Christmas Colors in the Aurora
"Nice column you did about the new aurora videotape," said an acquaintance. "Only thing is, you left out the science." Doggone! Knew I'd forgotten something...
The column I wrote a while back (which may or may not have appeared in your newspaper) ended up being on "The Aurora Explained" tape prepared by scientists at the Geophysical Institute, but I'd intended to write about something mentioned on the tape. Research Associate Gina Price tells what causes the colors appearing in the northern lights. (See, Christmas was coming, and I thought something about colored lights would be seasonally appropriate...Never mind. I meant well.)
With more detail taken from The Aurora Watcher's Handbook here's the basic explanation. First, envision a neon sign. Plug it into a source of electric current, and the sign lights up. That happens because, as the electrons of the flowing current hit the molecules of the neon gas, the neon emits light. The light has a specific color, characteristic for neon. Thus, the tubular letters glow a brilliant red---"Eat at Joe's" or some such message will beckon through the darkness.
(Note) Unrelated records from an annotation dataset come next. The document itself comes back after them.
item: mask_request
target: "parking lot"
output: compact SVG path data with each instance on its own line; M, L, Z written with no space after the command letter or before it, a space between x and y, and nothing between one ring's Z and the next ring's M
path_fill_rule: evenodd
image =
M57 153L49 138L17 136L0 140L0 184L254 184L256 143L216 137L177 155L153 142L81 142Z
With auroras the message isn't so obvious, but the mechanism is very similar. A stream of charged particles---usually negatively charged electrons, just as in the neon sign---comes whipping into the upper atmosphere. Its source is the complex interaction of the sun's activity with the earth's electromagnetic envelope rather than the operation of a utility's generator, but a molecule of gas doesn't care about the source of the electron that hits it. It just reacts to the energy.
A physicist would tell you that an atom or molecule of a gas struck by an energetic particle emits a photon of light, a quantum of energy having a specific wavelength that indicates not only what color the eye detects but also exactly how much energy the photon carries away from the gas molecule. That's precisely the case, of course, but I'm no physicist; I prefer to think of the photon as a kind of visible Ouch! given off by a gas particle when it's been hit by a speeding electron.
Earth's upper atmosphere contains mostly oxygen and nitrogen. Oxygen is responsible for the green in auroras; what auroral scientists call the "oxygen green line" falls at a point on the visible spectrum most people would describe as pale green with a slightly yellow cast.
Under other circumstances, oxygen emits a clear red color. Unfortunately, the human eye is only a fifth as sensitive to light in that part of the spectrum as it is to light near the oxygen green line, so we can't fully appreciate most red auroral light. The rare and memorable all-red auroras come from light emitted by oxygen atoms very high in the atmosphere.
Like oxygen, nitrogen emits more than one color, depending on the energy level and electrical status of the stricken molecule. (To hold with my earlier analogy, the different colors or energy content of the photons are like the different complaints given off by playing children who get hit---a soft 'ouch' from a tired child, an assertive OUCH! from a lively one.). Some nitrogen light emissions fall on the violet end of the spectrum, where the human eye is really insensitive, and others are closer to true red. The red lower borders decorating some of our prettiest auroras come from nitrogen molecules. They react quickly when hit by an electron, kicking out their photons perhaps seven-tenths of a second faster than oxygen ejects its green photon, which is why the red lower borders sometimes seem to be moving more quickly than the green curtains above them.
And the message in these colored lights? I like to think it's "Welcome to the north!"